The return of the group to power in Kabul on August 15 has plunged the future of many Afghans into uncertainty and sparked concern that millions may seek refuge in neighbouring countries and Europe.

"We will have to increase cooperation with the neighbouring countries to resolve issues related to Afghanistan. We must help them with the first refugee wave," Borrell told the newspaper.

"Afghans fleeing the country are not going to reach Rome in the first place, but maybe in the Uzbek capital, Tashkent. We need to help those countries that will be on the front line."

Asked if they would receive European financial assistance to hosting Afghan refugees, he said: "The absorption capacity of Europe has its limits and nothing can be done without strong cooperation."

"Neighbouring countries will be affected more and earlier than Europe. So yes, that also means giving those countries financial support as we have done with Turkey."

In 2016, Turkey inked a deal with the EU to stem the flow of migrants to Europe in return for some incentives including financial assistance.

Turkey currently hosts some 3.7 million refugees from the conflict in Syria.

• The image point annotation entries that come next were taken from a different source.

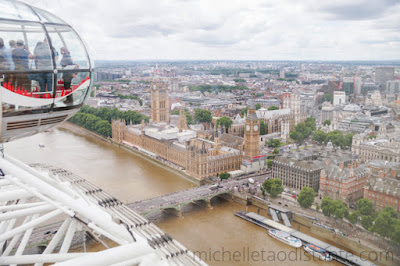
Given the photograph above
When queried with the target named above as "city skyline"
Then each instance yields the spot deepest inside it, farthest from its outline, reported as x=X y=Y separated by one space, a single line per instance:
x=234 y=30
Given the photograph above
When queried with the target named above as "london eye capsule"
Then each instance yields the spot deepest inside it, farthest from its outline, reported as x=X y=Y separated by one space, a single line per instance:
x=45 y=70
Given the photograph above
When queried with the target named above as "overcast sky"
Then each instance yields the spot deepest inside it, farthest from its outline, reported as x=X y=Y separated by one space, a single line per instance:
x=232 y=29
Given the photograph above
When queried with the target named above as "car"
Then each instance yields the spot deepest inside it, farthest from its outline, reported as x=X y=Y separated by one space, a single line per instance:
x=213 y=187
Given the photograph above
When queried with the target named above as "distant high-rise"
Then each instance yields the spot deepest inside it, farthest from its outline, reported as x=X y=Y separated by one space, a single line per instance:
x=393 y=86
x=159 y=102
x=339 y=97
x=282 y=73
x=384 y=74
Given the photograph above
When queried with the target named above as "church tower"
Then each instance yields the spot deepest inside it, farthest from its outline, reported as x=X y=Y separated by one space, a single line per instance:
x=182 y=123
x=159 y=102
x=251 y=134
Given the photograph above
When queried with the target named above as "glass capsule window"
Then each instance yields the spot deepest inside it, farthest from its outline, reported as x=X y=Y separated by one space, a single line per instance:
x=44 y=65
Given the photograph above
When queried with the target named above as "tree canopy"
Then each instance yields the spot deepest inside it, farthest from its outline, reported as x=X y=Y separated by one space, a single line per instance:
x=224 y=176
x=274 y=143
x=202 y=116
x=334 y=208
x=327 y=122
x=365 y=206
x=306 y=197
x=244 y=111
x=263 y=127
x=327 y=98
x=319 y=136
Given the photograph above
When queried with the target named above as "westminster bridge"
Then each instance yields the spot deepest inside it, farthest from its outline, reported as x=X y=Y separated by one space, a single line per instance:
x=201 y=195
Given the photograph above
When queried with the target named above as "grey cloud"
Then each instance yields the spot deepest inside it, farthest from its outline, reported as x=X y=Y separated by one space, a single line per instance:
x=363 y=10
x=142 y=31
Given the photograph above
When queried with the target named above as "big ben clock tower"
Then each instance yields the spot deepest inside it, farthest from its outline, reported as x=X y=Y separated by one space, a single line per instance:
x=251 y=134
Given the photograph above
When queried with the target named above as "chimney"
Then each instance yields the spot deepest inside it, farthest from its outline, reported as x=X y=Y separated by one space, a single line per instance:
x=393 y=174
x=381 y=174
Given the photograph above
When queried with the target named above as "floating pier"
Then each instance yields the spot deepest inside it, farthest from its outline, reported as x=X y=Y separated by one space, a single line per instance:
x=338 y=254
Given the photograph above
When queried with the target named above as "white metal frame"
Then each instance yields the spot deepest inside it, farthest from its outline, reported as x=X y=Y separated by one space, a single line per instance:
x=30 y=199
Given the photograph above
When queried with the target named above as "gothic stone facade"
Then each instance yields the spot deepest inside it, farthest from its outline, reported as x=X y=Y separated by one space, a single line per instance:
x=387 y=149
x=201 y=158
x=159 y=102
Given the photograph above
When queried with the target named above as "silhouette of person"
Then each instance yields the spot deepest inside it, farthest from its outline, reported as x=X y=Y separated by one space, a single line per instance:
x=21 y=57
x=6 y=62
x=43 y=56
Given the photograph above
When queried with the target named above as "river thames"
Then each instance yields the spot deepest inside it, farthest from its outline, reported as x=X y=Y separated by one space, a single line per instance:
x=215 y=234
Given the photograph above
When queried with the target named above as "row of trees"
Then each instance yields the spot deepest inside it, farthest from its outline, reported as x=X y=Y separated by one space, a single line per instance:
x=216 y=88
x=336 y=137
x=386 y=223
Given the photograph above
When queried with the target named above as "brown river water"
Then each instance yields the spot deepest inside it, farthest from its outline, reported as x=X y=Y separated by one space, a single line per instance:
x=216 y=235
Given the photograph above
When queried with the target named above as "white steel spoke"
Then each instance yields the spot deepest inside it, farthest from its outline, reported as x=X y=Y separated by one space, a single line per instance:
x=68 y=237
x=28 y=225
x=24 y=212
x=54 y=241
x=15 y=239
x=25 y=240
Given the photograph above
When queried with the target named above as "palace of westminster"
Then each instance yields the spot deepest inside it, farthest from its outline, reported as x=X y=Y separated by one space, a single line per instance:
x=201 y=153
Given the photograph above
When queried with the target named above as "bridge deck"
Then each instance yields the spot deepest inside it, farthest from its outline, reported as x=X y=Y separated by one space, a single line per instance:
x=179 y=198
x=286 y=220
x=166 y=245
x=274 y=215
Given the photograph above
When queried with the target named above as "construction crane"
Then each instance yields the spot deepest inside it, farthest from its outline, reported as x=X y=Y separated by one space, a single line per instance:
x=339 y=86
x=354 y=80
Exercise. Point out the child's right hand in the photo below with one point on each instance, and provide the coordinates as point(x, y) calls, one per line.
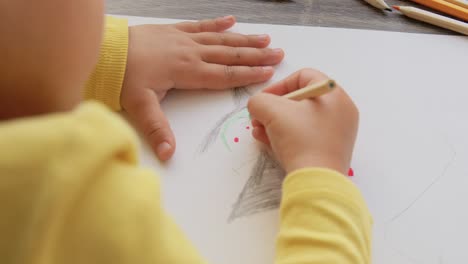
point(316, 132)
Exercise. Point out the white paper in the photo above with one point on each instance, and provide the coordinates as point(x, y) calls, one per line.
point(410, 161)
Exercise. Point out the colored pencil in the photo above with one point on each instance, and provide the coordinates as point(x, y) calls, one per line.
point(312, 90)
point(446, 8)
point(434, 19)
point(461, 3)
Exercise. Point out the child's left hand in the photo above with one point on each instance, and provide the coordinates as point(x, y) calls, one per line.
point(188, 55)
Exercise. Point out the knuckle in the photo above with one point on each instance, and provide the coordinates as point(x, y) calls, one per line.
point(235, 53)
point(229, 72)
point(221, 39)
point(156, 129)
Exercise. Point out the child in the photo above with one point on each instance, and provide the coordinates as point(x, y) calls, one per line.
point(71, 190)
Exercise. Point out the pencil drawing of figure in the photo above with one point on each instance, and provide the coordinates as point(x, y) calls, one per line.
point(262, 191)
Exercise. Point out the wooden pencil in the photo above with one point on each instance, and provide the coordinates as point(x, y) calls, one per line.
point(434, 19)
point(446, 8)
point(312, 90)
point(459, 3)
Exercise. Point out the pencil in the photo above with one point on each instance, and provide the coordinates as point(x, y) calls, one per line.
point(380, 4)
point(312, 90)
point(446, 8)
point(459, 3)
point(434, 19)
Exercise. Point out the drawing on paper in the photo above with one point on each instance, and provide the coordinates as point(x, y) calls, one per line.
point(262, 191)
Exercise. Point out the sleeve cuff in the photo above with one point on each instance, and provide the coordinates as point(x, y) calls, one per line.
point(105, 83)
point(322, 179)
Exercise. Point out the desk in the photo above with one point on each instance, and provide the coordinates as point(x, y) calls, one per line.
point(323, 13)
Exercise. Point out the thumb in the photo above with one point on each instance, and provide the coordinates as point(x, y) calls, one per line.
point(150, 119)
point(264, 107)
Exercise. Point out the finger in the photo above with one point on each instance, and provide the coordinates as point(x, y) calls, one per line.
point(296, 81)
point(264, 107)
point(147, 113)
point(215, 76)
point(209, 25)
point(232, 39)
point(259, 134)
point(256, 123)
point(241, 56)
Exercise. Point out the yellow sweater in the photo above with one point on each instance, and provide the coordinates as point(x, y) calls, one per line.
point(71, 191)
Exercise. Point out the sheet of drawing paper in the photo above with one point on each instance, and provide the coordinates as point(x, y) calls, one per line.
point(410, 161)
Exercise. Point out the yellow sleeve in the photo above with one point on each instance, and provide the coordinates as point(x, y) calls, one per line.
point(120, 220)
point(119, 217)
point(74, 193)
point(324, 219)
point(105, 83)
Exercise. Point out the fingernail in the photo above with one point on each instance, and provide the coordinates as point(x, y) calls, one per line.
point(263, 37)
point(278, 50)
point(162, 149)
point(228, 18)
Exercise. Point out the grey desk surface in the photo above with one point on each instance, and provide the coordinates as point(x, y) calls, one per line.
point(324, 13)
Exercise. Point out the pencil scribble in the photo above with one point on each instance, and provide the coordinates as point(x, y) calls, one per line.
point(262, 191)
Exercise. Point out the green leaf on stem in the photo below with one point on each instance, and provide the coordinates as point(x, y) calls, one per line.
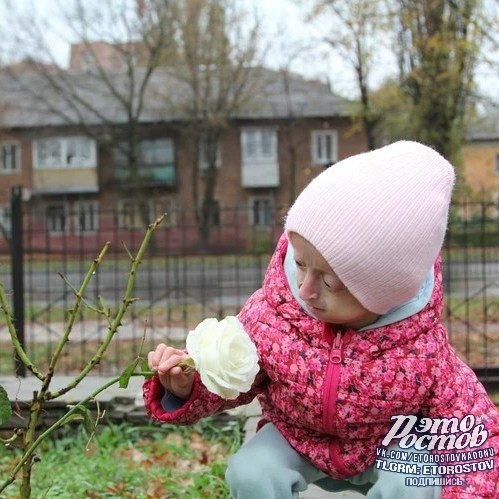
point(145, 369)
point(127, 374)
point(5, 408)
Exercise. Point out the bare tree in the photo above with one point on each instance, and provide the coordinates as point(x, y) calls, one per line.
point(354, 34)
point(217, 48)
point(437, 45)
point(105, 94)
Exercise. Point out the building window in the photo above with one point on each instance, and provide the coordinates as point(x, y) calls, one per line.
point(56, 216)
point(204, 154)
point(82, 216)
point(86, 216)
point(157, 152)
point(10, 161)
point(324, 147)
point(155, 158)
point(64, 152)
point(262, 211)
point(259, 144)
point(138, 214)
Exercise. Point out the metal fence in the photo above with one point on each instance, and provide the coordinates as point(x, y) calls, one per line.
point(184, 278)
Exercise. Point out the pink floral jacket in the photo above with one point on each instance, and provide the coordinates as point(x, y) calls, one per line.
point(332, 393)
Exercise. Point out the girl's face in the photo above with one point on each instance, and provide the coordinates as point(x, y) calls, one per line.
point(325, 296)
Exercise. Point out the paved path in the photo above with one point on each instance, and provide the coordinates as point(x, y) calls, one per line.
point(252, 412)
point(22, 390)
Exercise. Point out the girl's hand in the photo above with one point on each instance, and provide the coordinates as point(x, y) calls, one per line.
point(164, 361)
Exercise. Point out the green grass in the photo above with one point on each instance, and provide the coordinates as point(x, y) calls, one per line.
point(126, 461)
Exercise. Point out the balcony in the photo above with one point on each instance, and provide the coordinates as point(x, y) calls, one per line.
point(264, 174)
point(65, 180)
point(150, 176)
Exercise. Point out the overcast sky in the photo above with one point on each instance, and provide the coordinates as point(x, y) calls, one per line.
point(285, 16)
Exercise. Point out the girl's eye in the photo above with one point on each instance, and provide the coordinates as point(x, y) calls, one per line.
point(328, 281)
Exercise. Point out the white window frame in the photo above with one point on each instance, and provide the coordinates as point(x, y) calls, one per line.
point(61, 156)
point(324, 153)
point(203, 159)
point(265, 212)
point(259, 144)
point(155, 142)
point(90, 211)
point(15, 158)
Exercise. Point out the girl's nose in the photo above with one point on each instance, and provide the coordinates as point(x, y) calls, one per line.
point(308, 288)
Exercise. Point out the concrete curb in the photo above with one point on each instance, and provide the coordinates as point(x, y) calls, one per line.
point(130, 398)
point(253, 412)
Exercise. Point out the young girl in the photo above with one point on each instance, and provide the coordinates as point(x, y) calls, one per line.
point(348, 329)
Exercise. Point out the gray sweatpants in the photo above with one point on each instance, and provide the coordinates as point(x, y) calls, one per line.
point(267, 467)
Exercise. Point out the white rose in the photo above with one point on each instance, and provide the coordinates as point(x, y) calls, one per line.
point(224, 356)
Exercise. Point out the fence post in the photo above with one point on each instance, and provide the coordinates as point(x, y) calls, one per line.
point(17, 260)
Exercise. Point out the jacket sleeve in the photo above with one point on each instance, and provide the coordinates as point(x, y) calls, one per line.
point(200, 404)
point(473, 471)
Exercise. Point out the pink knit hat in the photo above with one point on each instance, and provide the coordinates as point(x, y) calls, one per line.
point(379, 220)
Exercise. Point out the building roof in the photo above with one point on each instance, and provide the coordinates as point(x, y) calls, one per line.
point(32, 99)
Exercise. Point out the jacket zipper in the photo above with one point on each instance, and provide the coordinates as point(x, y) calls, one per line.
point(330, 399)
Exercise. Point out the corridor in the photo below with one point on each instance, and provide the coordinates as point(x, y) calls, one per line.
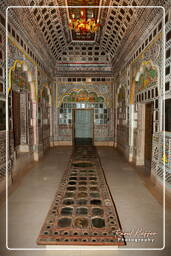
point(29, 203)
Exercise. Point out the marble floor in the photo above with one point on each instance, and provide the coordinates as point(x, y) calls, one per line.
point(140, 213)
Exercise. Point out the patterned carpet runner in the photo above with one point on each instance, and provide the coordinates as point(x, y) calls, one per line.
point(83, 211)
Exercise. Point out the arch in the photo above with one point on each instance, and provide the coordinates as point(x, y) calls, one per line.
point(48, 92)
point(146, 76)
point(82, 95)
point(121, 94)
point(25, 68)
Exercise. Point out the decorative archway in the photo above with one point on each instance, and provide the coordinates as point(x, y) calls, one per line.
point(21, 92)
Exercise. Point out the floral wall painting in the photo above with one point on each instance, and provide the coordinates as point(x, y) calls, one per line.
point(147, 76)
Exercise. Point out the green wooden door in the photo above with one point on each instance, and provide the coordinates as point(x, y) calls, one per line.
point(83, 126)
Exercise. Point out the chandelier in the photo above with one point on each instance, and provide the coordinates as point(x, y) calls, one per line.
point(82, 24)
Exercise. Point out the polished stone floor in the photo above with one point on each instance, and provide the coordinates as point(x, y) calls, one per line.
point(139, 211)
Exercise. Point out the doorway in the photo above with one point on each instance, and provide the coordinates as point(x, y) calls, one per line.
point(83, 126)
point(148, 137)
point(16, 118)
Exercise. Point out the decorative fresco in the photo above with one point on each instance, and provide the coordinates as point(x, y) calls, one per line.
point(75, 96)
point(146, 76)
point(82, 96)
point(19, 78)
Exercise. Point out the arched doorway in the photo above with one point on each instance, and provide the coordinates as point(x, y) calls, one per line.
point(21, 109)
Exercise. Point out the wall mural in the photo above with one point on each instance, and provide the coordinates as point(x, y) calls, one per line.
point(82, 96)
point(147, 76)
point(19, 78)
point(77, 96)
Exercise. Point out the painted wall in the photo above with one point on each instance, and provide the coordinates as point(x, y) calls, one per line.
point(88, 94)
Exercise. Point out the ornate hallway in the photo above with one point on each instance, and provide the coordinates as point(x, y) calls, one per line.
point(31, 198)
point(78, 72)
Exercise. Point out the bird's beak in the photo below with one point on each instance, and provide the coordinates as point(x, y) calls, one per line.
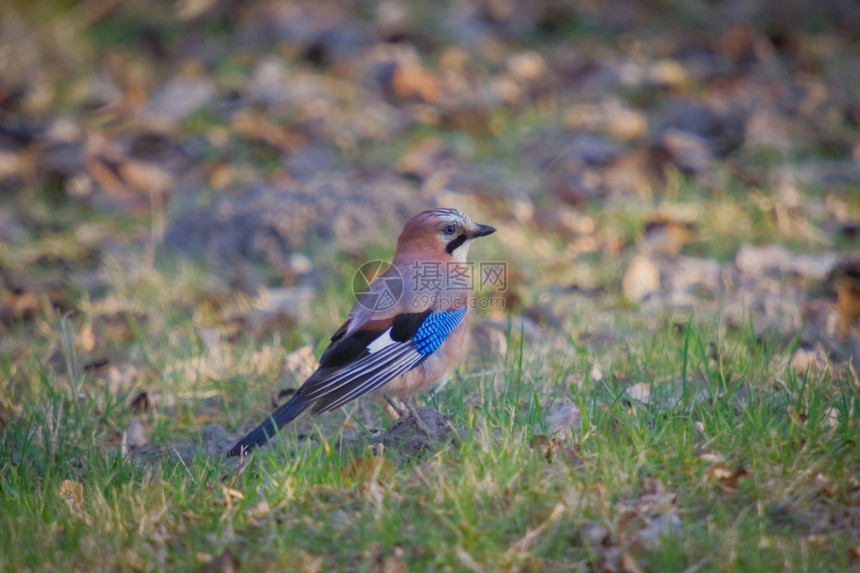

Borrell said the crisis in Afghanistan, sparked by the withdrawal of US troops, had highlighted the need for the EU to have its own military capacity.

"The EU must be able to intervene to protect our interests when the Americans don´t want to be involved," Borrell said.

"Our first entry force should be made of 5,000 soldiers that we are able to mobilise at short notice. We have EU Battlegroups but these have never been mobilised. We need to be able to act quickly."